Sao Paolo, Brazil: Wal-Mart May Be Closing 30 Stores
Good news from South America this week, as Wal-Mart announces it may close 30 stores in Brazil next year. The Brazilian newspaper Valor Economico reported the giant U.S. retailer is not performing well in Brazil.
The news service Reuters picked up the story, but Wal-Mart itself would not officially confirm the report On WorldCrunch news, commenting only that it is "constantly reviewing its portfolio and making decisions based on what's best for the business and clients." But the story follows a statement by Wal-Mart’s CEO Doug “Million” McMillon, that his company was reviewing its store performance around the globe.
Wal-Mart Brazil began in 1995, and its headquarters are in Sao Paolo. Brands include: BIG, Bompreço, Hiper Bompreço, Magazine, Maxxi, Mercadorama, Nacional, Sam’s Club, Supermercado Todo Dia, TodoDia, Walmart and Walmart Posto.
The retrenchment is not a surprise. In 2012, WorldCrunch reported that according to Abras, the Brazilian Association of Supermarkets, Wal-Mart Brazil had sales of $11.5 billion in 2011. That placed them behind the French retailer Carrefour, which had $14 billion in sales the same year. The market leader was Pão de Açúcar, another French company, which had sales of $25.7 billion in 2011. Only 20% of Brazil’s retail market is controlled by local companies.

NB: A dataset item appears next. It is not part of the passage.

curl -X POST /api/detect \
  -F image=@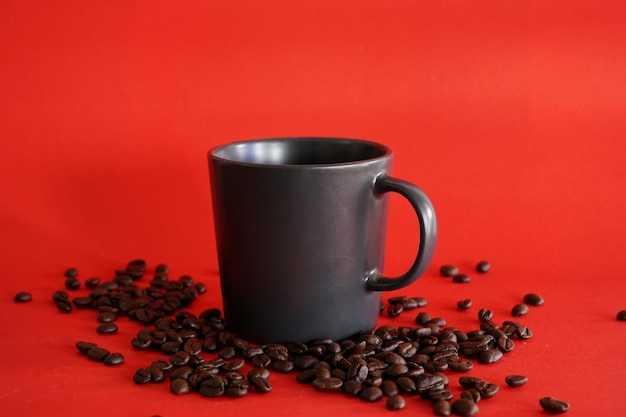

After 21 years in Brazil, Wal-Mart has stores in 18 states, but in 2012 it had 81,500 employees, and today its website lists 73,314 workers. Wal-Mart has been unable to break out of 3rd place in sales. Retail analysts say that Wal-Mart has a self-inflicted wound. It has been unable to combine the nine different brands and five different formats it operates in the country. It has three different kinds of supercenters, three supermarket chains, a cash and carry wholesaler, a chain of smaller local stores and Sam’s club buyers’ club. It has a total of 558 units today in Brazil, compared to 395 in Chile, and 108 in Argentina. But compared to Mexico’s 2,317 units, Brazil is far behind.
“Wal-Mart has not yet been able to centralize its management,” Roberto Nascimento, a professor of business at the School of Publicity and Marketing in Brasilia told WorldCrunch. “Today the network has three different realities, one in the Northeast, one in the Southeast and on in the South. The differences in leadership among the different companies can explain this situation.”
In its most recent quarter, sales at Wal-Mart same store sales (those open at least a year) in Brazil fell .6%. In a note to a recent Form 10-K to the US. Securities & Exchange Commission, Wal-Mart wrote: “cultural differences in some markets into which we expand or into which we introduce new retail concepts may result in the consumers in those markets not being as receptive to our retail concepts as we anticipate those consumers will be and may make an effective response to such issues more difficult to achieve. If we do not effectively execute our expansion plans for our Walmart International segment, our financial performance could be adversely affected.”
Since 2013, Wal-Mart de Brazil has not seen any significant increase in its number of units, or its total square footage of stores.
What you can do: In April of 2012, Reuters reported Doug McMillon, who was then the head of the International Division for Wal-Mart, as saying that Wal-Mart was getting ready to move to an everyday-low-price model in China, taking cues from Brazil, where it already switched to that model. Brazil's first-quarter results should have "some things that you'll be encouraged by," he told Reuters, without giving a forecast.
The forecast apparently has changed.